Lectoescritura
Maximiliano A. Aramburo C.
Profesor de la Universidad Eafit
En La espinosa belleza del mundo, libro recopilatorio de cuentos de Tomás González, se publicó a manera de prólogo una carta de Peter Schultze-Kraft, en la que el alemán señala: “Es un hecho que el idioma nunca se nutrió del mundo amanerado y pretensioso de las cortes ni recibió impulsos del lenguaje torcido y estéril de los abogados y mucho menos de la retórica vacía y mentirosa de los políticos”. El traductor destaca, con el dardo dirigido a nuestra profesión, que el lenguaje se crea y se renueva en la calle y no en los manuales. Esta cuestión no es nueva –la he abordado en esta columna antes– y, aunque se refiere al uso del lenguaje en general, quiero suponer que hay una relación entre la calidad de la escritura de los abogados y lo que acostumbramos a leer.

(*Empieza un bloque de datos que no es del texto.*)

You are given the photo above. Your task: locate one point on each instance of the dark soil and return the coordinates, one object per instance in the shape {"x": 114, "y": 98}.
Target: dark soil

El tópico dice que leemos mucho, pero no desciende a preguntarse qué es lo que leemos. Nadie ha comprobado, por ejemplo, si los estudiantes de otras carreras leen tanto o más que los de Derecho (lo cual estimo, al menos, probable). Me temo que la cosa no cambia mucho una vez obtenido el título profesional. Evidentemente leemos normas jurídicas, pero quizás no tantas como nos gusta alardear; probablemente leemos menos sentencias de las que quisiéramos. Si solo leyésemos sentencias de la Corte Constitucional, tendríamos que leer muchas cada día para agotar las de un año; así que aun con un criterio temático fuertemente restrictivo, la cantidad promedio de sentencias leídas por semana no es muy alta.
Además, en tiempos de la oralidad, los fallos de primera y segunda instancia ya no se leen (en el peor de los casos, los leen otros en voz alta), sino que se escuchan, al tiempo que jueces y litigantes, de manera casi unánime, reconocen que el rigor de los “nuevos” sistemas procesales les demanda mucho más tiempo de preparación. Es legítimo preguntarse si el tiempo para leer otras cosas –doctrina, por ejemplo– se ha reducido o ha aumentado. En cualquiera de los dos casos, la disponibilidad de materiales en todos los formatos aumenta increíblemente cada día, así que la siguiente pregunta es qué leemos de todo ello; si atendemos a las voces de editores y libreros sobre el descenso en las ventas de la doctrina jurídica nacional: ¿para quién escriben quienes escriben libros jurídicos? ¿Leemos por deber o por placer? ¿Más allá de la lectura “operativa”, lee de Derecho quien se dedica a litigio, la consultoría, la academia o la administración de justicia, o ese tiempo estaría mejor invertido con otro tipo de lecturas? Si esta última fuese la respuesta, el tópico se desmentiría: no leemos por juristas, sino por alguna otra razón.
Asumamos la hipótesis de que no leemos tanto y, por lo tanto, falsamos el tópico. ¿Tiene esto alguna conexión con la calidad y el estilo de lo que, pese a todo, seguimos escribiendo? Si la tiene, podría explicarse que los abogados –no solo en la Alemania de Schultze-Kraft– tengamos un lenguaje “torcido y estéril”, y no debería sernos indiferente que se sostengan cosas semejantes en tantos idiomas y latitudes.
En las últimas semanas he conseguido en las librerías, por ejemplo, cerca de una decena de libros sobre cómo escribir en la universidad, y me he aficionado a ojear –ni siquiera a leer…– libros sobre la escritura no creativa, eso que los juristas creemos que nos brota naturalmente, solo por el hecho de que escribimos a diario y mucho. ¿Sirven esos manuales para algo, o a escribir bien se aprende simplemente escribiendo?
Asumamos la hipótesis contraria: que leemos más –o no menos– que otros profesionales. ¿Por qué los juristas escribimos diferente, entonces? ¿Qué determina que nuestra prosa sea calificada de rimbombante y ampulosa? ¿Está justificada la diferencia –que es optimista calificar como solo de estilo– con lo que escriben otros profesionales? Aventuro una hipótesis: todo ello se debe a la asunción irreflexiva (y antifilosófica) de que somos profesionales del lenguaje, que este se rinde a los pies del Derecho, y por ello no le damos el trato cariñoso que merece.